Our study was the first paper that reported an abnormally high expression of miR-199a-5p in drug resistance lung cancer cells. This study is conducive to the development of miR-199a-5p as a potential biomarker for the occurrence of drug resistance in lung cancer cells. Our data suggested that miR-199a-5p could be a pharmacological target for p62 protein and it was critical in mediating autophagy regulation by cisplatin. In addition, sodium homeostasis has been suggested to be involved in autophagy, but whether the role of sodium channels in cancer [54] is associated with autophagy, cisplatin, and MDR needs further investment. Many studies identified cancer biomarkers[55]. We think miR-199a-5p can also be a potential cancer biomarker. In addition, so far, it is still controversial that autophagy is a protective or responsive mechanism upon each treatment, the same thing here for cisplatin on small cell lung cancer. It is important to link autophagy degrees with cell growth rate, apoptosis et al. or, it could very much be possible, autophagy is just an independent event that has nothing to do with cell growth rate and apoptosis. However, we think autophagy is not the only mechanism of drug resistance. As we do not want to over-interpret the results, our data only suggested that autophagy might be associated with cell viability and we are sure that autophagy is altered during the resistance.

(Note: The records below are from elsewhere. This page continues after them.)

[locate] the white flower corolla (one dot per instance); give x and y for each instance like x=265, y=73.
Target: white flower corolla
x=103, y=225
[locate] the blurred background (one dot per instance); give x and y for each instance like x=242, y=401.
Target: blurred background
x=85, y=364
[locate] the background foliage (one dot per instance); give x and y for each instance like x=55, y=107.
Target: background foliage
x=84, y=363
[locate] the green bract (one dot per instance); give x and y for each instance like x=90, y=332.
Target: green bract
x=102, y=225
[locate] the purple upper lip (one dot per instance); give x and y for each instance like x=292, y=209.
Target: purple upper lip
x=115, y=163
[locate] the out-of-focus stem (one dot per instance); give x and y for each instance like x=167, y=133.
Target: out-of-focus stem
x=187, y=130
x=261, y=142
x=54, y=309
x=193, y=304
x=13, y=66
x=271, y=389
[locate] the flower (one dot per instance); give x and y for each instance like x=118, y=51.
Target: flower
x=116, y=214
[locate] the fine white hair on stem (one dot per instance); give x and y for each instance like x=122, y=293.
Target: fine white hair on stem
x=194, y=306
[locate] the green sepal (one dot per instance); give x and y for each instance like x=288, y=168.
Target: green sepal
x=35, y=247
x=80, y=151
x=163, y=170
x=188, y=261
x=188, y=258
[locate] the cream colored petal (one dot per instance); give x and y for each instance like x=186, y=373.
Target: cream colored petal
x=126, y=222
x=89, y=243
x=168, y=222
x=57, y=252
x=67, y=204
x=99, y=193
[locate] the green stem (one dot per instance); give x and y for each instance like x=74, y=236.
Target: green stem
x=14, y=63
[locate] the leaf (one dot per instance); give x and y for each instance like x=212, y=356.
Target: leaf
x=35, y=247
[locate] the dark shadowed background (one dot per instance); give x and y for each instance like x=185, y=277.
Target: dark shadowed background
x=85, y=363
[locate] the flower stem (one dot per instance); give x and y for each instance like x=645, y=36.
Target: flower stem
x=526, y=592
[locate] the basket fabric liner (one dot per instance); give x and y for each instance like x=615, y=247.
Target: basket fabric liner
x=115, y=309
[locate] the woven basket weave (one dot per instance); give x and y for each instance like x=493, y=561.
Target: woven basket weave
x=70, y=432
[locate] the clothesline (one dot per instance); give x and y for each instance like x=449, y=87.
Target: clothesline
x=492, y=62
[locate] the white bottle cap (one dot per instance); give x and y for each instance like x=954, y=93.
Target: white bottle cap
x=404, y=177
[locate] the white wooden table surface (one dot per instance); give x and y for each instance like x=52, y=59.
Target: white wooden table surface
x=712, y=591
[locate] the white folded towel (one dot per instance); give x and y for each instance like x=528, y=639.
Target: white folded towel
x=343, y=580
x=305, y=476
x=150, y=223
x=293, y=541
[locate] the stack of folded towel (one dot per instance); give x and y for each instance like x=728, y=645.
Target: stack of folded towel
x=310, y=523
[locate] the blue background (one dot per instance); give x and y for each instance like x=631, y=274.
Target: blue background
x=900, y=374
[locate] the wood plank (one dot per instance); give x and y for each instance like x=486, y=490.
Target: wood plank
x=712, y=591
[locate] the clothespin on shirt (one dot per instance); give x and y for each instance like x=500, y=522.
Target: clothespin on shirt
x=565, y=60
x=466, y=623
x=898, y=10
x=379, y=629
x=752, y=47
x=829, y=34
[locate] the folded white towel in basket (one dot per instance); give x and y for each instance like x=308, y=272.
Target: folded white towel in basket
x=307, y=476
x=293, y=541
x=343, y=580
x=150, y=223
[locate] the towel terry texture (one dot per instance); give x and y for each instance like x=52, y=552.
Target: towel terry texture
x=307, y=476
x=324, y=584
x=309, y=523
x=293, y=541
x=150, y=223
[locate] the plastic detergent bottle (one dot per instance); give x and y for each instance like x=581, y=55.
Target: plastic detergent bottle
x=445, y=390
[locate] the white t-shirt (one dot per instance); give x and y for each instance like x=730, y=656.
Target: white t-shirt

Another aspect that can be further explored is the potential regulation of miR-199a-5p by natural drugs. In recent years, many naturally occurring compounds have been studied and implemented in the clinical therapy of human disease [56–60]. Accumulating evidence suggests that chemotherapy supplied by traditional medicine can achieve desirable outcomes in clinical cancer treatment, including higher efficiency and lower side effects [61, 62]. For example, the natural compound β-elemene has been shown to induce autophagy in cancer cells [63], at the same time, it can suppress the multidrug-resistant cell lines [64]. We believe that autophagy is one of the mechanisms of these multidrug-resistant effects. A better understanding of autophagy in multidrug-resistant cancer cells can provide evidence for the use of some of these pharmacological active compounds.